Only a year after its founding in 1979, ESPN transformed the formerly sleepy NFL Draft into a television property. Legend has it that when the start-up network asked Pete Rozelle about broadcasting GMs sitting around talking on phones from a New York hotel ballroom, even the publicity-savvy commissioner asked, “Why?”
The annual NFL Draft is now a three-day traveling carnival—part sporting event, part reality TV, part fashion event. ESPN’s coverage over the decades—from Chris Berman, Mel Kiper Jr., and the late Chris Mortensen to Mike Greenberg, Louis Riddick, Pat McAfee, and Kirk Herbstreit—has helped turn it into the league’s marquee offseason event. While rival Fox Sports got its foot in the door via a simulcast with NFL Network in 2018, ESPN’s parent Disney counterattacked with a college-centric version hosted by Herbstreit starting in 2019 that’s been a big addition to the coverage.
But ESPN’s contract to simulcast draft coverage across the four letters and ABC expired after the 2024 season. The brass in Bristol and Burbank faced the almost unbearable prospect of waving goodbye to the property after 46 years.

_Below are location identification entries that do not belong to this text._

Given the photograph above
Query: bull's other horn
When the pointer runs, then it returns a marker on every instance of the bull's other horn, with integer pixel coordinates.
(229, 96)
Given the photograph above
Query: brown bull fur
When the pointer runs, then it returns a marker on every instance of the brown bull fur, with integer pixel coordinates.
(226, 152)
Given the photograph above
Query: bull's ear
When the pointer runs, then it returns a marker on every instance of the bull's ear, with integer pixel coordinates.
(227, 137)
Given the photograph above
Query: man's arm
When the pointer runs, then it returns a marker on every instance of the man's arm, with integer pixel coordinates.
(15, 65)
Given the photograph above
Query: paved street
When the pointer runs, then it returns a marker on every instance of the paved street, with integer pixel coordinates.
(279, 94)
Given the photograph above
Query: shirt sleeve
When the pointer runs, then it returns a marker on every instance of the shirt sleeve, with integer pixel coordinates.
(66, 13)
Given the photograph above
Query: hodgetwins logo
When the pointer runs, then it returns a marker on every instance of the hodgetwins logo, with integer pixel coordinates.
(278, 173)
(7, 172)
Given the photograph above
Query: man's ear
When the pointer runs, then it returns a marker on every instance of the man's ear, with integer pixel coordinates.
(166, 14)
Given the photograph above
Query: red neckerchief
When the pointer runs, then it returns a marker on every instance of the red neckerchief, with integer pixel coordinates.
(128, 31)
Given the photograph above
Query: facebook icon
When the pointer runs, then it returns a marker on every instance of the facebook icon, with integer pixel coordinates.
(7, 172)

Even though the league’s own NFL Network added its own draft coverage in 2006, ESPN has been and continues to be the clear favorite among viewers. Looking forward, YouTube could still be in play for international draft rights. But Netflix declined to bid on rights, said sources. So in the U.S. market at least, draft coverage will belong to ESPN, ABC, and NFL Network.